Urgh, I'm disgusting!

SUPER UPDATE!!!

Hello beauties, sorry i've been gone so long...lots to tell you all I'll start with the bad and end with the good.

BINGEY TIME...yes it got me again big time, so much for my super water fast lol, I suppose the thought of NO FOOD scared my body into cramming as much as possible into it's mouth. I gained all the way back up to a whopping 198.8!!!! Disgusting I know, please we won't mention this number ever ever again and why?!? I hear you ask well it's because...

ANA and MIA have taken me so snugly into thier bony caress!

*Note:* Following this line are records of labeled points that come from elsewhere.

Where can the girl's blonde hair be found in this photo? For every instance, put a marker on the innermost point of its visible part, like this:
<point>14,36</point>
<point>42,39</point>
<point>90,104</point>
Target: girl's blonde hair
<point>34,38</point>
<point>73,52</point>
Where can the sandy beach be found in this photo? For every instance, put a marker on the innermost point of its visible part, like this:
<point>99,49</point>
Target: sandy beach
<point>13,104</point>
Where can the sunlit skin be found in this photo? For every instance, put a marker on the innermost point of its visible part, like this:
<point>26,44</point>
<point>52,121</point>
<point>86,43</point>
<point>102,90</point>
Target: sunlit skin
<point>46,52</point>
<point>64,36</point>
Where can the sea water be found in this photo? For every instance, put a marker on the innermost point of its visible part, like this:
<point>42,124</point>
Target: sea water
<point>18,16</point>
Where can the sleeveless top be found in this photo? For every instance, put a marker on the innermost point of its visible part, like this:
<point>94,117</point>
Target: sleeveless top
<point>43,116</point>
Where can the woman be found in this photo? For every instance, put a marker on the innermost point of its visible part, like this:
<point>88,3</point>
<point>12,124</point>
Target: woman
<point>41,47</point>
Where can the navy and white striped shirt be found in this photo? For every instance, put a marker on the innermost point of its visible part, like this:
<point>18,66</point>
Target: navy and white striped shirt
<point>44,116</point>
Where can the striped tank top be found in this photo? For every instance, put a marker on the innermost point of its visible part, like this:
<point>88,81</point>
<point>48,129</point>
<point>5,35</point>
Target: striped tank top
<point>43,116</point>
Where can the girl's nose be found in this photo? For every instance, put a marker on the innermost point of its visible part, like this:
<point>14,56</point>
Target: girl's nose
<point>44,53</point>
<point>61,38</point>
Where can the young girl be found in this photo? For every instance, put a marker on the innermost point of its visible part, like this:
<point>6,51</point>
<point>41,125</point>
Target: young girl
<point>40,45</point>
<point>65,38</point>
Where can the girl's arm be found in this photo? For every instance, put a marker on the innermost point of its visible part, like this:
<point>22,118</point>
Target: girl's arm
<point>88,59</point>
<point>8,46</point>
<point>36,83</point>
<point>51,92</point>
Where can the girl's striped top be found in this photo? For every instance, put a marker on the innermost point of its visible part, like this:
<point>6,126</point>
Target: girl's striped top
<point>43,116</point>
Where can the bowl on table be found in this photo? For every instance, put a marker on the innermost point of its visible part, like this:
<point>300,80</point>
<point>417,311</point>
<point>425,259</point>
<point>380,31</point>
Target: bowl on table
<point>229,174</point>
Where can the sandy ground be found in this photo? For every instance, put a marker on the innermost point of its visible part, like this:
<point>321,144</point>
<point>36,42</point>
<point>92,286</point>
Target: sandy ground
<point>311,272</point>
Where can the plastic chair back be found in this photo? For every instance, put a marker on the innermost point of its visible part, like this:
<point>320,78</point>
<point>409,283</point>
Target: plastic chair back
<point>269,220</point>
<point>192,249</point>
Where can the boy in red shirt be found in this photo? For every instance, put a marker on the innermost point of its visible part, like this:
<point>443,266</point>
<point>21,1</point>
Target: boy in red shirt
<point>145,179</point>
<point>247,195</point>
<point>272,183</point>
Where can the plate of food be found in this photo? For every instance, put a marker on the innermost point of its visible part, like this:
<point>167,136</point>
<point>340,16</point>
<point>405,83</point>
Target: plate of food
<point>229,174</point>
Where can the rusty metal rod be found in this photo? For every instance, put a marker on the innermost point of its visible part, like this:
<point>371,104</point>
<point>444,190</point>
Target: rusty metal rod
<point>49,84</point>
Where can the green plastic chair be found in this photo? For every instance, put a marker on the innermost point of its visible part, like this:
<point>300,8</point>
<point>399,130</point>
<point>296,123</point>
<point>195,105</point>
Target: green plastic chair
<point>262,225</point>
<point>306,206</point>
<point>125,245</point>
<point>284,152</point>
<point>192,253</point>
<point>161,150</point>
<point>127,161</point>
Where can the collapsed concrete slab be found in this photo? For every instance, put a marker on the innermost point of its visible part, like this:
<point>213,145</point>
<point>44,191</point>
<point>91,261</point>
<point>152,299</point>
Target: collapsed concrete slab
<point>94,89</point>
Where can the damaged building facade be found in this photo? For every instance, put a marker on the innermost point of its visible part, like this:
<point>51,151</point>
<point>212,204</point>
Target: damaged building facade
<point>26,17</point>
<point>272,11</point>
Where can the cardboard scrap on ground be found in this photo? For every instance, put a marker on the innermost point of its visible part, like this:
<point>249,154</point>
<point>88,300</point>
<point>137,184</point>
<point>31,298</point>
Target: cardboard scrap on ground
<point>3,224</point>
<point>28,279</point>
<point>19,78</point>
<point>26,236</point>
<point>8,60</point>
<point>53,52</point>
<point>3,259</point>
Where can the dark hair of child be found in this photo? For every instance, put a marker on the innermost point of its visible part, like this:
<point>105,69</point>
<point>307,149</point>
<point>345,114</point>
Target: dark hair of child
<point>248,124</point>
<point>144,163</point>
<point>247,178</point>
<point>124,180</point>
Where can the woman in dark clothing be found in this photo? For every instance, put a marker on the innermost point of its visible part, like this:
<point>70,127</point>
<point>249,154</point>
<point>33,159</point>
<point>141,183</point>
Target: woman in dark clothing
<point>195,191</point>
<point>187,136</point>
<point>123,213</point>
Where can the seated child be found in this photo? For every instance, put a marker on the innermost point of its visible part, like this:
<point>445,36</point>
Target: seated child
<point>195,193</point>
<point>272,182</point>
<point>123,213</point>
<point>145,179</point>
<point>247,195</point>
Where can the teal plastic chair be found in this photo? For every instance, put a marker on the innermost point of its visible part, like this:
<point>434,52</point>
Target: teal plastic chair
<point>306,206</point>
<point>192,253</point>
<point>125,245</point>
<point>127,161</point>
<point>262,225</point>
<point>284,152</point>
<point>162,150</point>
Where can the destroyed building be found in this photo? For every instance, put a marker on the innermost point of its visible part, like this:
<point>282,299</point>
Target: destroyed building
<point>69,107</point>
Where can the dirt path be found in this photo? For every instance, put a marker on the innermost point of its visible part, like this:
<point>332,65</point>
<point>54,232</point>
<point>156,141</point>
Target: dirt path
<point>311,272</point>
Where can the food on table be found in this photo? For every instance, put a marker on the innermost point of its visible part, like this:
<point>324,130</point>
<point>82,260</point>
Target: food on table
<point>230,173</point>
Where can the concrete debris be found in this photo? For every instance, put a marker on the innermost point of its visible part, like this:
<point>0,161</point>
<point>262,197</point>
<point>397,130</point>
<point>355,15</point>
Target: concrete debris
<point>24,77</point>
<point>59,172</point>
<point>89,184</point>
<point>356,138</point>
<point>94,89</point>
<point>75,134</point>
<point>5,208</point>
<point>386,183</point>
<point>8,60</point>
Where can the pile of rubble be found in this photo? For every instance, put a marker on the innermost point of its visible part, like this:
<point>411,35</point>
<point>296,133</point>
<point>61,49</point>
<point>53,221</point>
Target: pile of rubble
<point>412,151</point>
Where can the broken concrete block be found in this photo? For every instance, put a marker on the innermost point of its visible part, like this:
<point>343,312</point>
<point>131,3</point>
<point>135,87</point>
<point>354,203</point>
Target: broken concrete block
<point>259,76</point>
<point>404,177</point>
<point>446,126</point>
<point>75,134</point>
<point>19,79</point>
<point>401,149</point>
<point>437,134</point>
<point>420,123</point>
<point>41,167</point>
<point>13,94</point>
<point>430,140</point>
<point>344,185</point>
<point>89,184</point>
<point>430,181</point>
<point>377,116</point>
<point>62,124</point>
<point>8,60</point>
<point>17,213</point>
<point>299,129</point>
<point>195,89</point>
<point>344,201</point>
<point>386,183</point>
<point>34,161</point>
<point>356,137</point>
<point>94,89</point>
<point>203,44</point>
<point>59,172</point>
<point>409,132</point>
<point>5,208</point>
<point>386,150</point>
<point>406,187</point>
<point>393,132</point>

I couldn't face wrirint on here again until I'd lost my initial weight gain...writing your failures can have a detrimental effect i've seen, so I was determined to show you all some good news. Today is the 7th day of Steph and I being back on the good old abc diet! Oh am I so happy to have structure back in my life, but even abc seems too high in cals for us, so we have decided to do an abc or less diet :D

My weight now I hear you ask??? (unless of course you looked up at the little butterfly hehe) it's finally out of those god for saken 90's and is 189lbs! I'm hoping to be in the 70's next week. So I have lost 10lbs this past week and feel great for it.

Mia:
My dad tried to make me eat yesterday, but then he went to his study upstairs, while Mia and I got rid of it all in the downstairs loo, whoo hoo! Still managed to lose 2 lbs last night! Mia has been very kind to me, she has blessed me with her presence twice this week, usually she never comes to see me, but I think she see's how hard I'm trying...she only seems to come when I HAVEN'T binged lol, typical, but hey you gotta love her!

Ana:
She has been so lovely to me this past week, she has motivated me, and given me key goals. Made me feel ill by looking at food, and has literally given me the flu I believe as a present to burn more calories and to inhibit hunger! Today she spoke kindly to me as I looked down at my bowl of food, and I RAN to the bin to throw most of it away, a few mouthfuls were more than enough she has taught me. She has changed my goals, and has given me more motivation at the gym, I am swimming and doing classes more, to burn away as much as possible. May she NEVER leave my side.
My goal has now leaned from 135 to 130lbs hehe, steph's is now 125lbs :D I realised today whilst walking home from the shops (worry not I only bought yogurt for myself!) that if I only lost 1lb a day, I'd be my goal weight in less than two months...yes TWO MONTHS!!! How amazing is that, also at the moment I'm losing between 1-2lbs a day, so I may see a slimmer me in a much faster time!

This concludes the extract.